Note, I opted for unsigned integers instead of signed ones because fixed-point becomes far more complicated when negatives are involved. For pre-rolls, I'm just going to offset the start of the song.

Here is my implementation of MusicalTime in code. Note I'm calling this special fraction of a beat a Tick.

Superclock Time

For sample time I'm doing something similar, but with a modulus of 282,240,000 (In other words, one unit in the fractional part is equal to exactly 1 / 282,240,000 of a second). This number is divisible by all the common sample rates 22,050, 24,000, 44,100, 48,000, 88,200, 96,000, 176,400, 192,000, 352,800, and 384,000. This allows us to change the sample rate without losing any information.

I also chose this modulus because it's also the number that Ardour uses, so perhaps that could lead to better compatibility between Meadowlark and Ardour project files.

I'm calling this special format SuperclockTime to avoid confusion with normal sample time.

Here is my implementation of SuperclockTime in code. Note I'm also calling this special fraction of a second a Tick.

Part 3: The Tempo Map

Now we need to handle automated tempo. This requires a piece-wise function where each section between automation nodes is a segment in this function. In my code, I'm calling the struct that stores the automation information for the project tempo and which does all the calculations the TempoMap.

I would give more details on how this will actually work in practice, but I haven't actually implemented it yet. I just know that it should be possible, and right now I'm focused on just getting a DAW with static tempo working before focusing on adding support for automated tempo. The TempoMap is there in my code, but right now it's just a placeholder that simply uses static tempo. However, I do know that the final implementation will probably employ some kind of binary search or binary tree to help speed up calculations.

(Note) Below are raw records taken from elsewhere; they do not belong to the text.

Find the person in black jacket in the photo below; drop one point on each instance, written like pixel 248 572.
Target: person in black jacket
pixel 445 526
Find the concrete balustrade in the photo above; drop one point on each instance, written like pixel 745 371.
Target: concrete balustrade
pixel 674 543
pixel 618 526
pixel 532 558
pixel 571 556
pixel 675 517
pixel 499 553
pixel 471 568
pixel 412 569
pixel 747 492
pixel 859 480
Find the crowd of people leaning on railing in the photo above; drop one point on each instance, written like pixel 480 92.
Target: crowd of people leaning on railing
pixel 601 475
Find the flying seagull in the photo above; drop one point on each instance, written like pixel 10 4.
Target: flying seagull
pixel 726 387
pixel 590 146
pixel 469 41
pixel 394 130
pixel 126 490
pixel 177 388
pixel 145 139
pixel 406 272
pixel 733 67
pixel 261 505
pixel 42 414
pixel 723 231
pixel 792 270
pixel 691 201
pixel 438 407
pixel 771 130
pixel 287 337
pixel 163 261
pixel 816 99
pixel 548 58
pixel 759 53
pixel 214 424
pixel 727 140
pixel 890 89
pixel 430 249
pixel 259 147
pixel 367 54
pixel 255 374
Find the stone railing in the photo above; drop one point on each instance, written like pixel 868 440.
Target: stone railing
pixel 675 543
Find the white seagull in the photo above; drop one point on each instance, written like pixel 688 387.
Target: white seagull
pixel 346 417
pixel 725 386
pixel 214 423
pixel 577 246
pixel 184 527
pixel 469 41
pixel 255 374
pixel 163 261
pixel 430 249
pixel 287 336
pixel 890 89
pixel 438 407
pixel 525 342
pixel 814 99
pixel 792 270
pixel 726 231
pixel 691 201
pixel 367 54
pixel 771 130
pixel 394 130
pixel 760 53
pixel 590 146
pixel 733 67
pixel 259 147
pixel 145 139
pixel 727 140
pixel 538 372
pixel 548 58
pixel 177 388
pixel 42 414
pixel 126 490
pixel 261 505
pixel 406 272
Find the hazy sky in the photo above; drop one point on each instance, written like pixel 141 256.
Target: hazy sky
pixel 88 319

Once I have implemented it I might make an article about it.

What I can say is how this tempo map will be used by the rest of my code. Every time the tempo map is changed (i.e. when the user changes the static tempo or adds/removes/moves and automation node in the tempo automation lane), the tempo map converts every single event in the project from our special format to its corresponding time in samples, and then it sends the result to the audio thread.

While not the most efficient way to do things, it is the easiest and least error-prone. Doing it this way also follows our "source of truth" philosophy where conversions only ever happen from the source of truth formats to the other formats. Plus, changing the BPM in a project is a fairly rare operation in the full production lifecycle, so I don't think having performance possibly chug a little bit while moving a node in the tempo automation lane is a real problem.

Oh yeah, not only am I planning on supporting automated tempo with this tempo map, but also various groove and swing parameters. (Jazz, GlitchHop, and Electro Swing fans rejoice!)